Distribution Shift Alignment Helps LLMs Simulate Survey Response Distributions
Ji Huang, Mengfei Li, Shuai Shao

TL;DR
This paper introduces Distribution Shift Alignment (DSA), a two-stage fine-tuning method for large language models that improves survey response simulation accuracy by aligning output distributions and distribution shifts, reducing data needs.
Contribution
The paper proposes DSA, a novel fine-tuning approach that better captures distribution changes, outperforming existing methods in survey response simulation tasks.
Findings
DSA outperforms other methods on five public survey datasets.
DSA reduces real data requirements by over 50%.
Empirical results show improved accuracy and robustness.
Abstract
Large language models (LLMs) offer a promising way to simulate human survey responses, potentially reducing the cost of large-scale data collection. However, existing zero-shot methods suffer from prompt sensitivity and low accuracy, while conventional fine-tuning approaches mostly fit the training set distributions and struggle to produce results more accurate than the training set itself, which deviates from the original goal of using LLMs to simulate survey responses.
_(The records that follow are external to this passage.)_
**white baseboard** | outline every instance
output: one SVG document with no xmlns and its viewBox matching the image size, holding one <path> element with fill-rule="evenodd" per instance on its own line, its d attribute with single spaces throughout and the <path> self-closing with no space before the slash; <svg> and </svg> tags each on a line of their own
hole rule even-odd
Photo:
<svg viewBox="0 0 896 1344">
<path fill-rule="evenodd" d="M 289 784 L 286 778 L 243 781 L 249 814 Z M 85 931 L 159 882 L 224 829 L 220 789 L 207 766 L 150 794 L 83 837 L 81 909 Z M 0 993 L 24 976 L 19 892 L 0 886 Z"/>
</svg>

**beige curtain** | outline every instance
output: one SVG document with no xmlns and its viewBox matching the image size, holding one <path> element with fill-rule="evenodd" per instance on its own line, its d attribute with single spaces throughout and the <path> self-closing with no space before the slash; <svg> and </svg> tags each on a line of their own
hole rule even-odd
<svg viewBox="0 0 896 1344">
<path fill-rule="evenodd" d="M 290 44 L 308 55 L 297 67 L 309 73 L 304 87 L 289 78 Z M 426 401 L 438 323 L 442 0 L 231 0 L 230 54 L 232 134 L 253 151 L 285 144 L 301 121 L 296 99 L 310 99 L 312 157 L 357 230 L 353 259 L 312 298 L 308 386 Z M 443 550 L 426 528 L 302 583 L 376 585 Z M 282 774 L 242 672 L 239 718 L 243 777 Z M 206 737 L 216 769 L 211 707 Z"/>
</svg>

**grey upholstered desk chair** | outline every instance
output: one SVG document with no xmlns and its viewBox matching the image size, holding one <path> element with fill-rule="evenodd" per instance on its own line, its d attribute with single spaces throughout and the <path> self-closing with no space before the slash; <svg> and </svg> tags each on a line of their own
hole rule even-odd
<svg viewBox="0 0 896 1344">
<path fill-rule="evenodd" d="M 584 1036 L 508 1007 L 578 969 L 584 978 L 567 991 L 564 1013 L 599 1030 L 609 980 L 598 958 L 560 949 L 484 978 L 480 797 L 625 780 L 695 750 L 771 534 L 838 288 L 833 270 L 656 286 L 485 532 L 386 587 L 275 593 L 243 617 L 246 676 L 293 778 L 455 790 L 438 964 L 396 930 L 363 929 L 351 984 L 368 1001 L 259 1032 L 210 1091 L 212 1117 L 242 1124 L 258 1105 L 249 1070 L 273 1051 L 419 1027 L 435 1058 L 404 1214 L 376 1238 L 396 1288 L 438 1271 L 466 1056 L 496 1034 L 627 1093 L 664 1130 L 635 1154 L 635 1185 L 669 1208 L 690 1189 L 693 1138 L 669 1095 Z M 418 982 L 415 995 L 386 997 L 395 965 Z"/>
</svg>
Building on this observation, we introduce Distribution Shift Alignment (DSA), a two-stage fine-tuning method that aligns both the output distributions and the distribution shifts across different backgrounds. By learning how these distributions change rather than fitting training data, DSA can provide results substantially closer to the true distribution than the training data. Empirically, DSA consistently outperforms…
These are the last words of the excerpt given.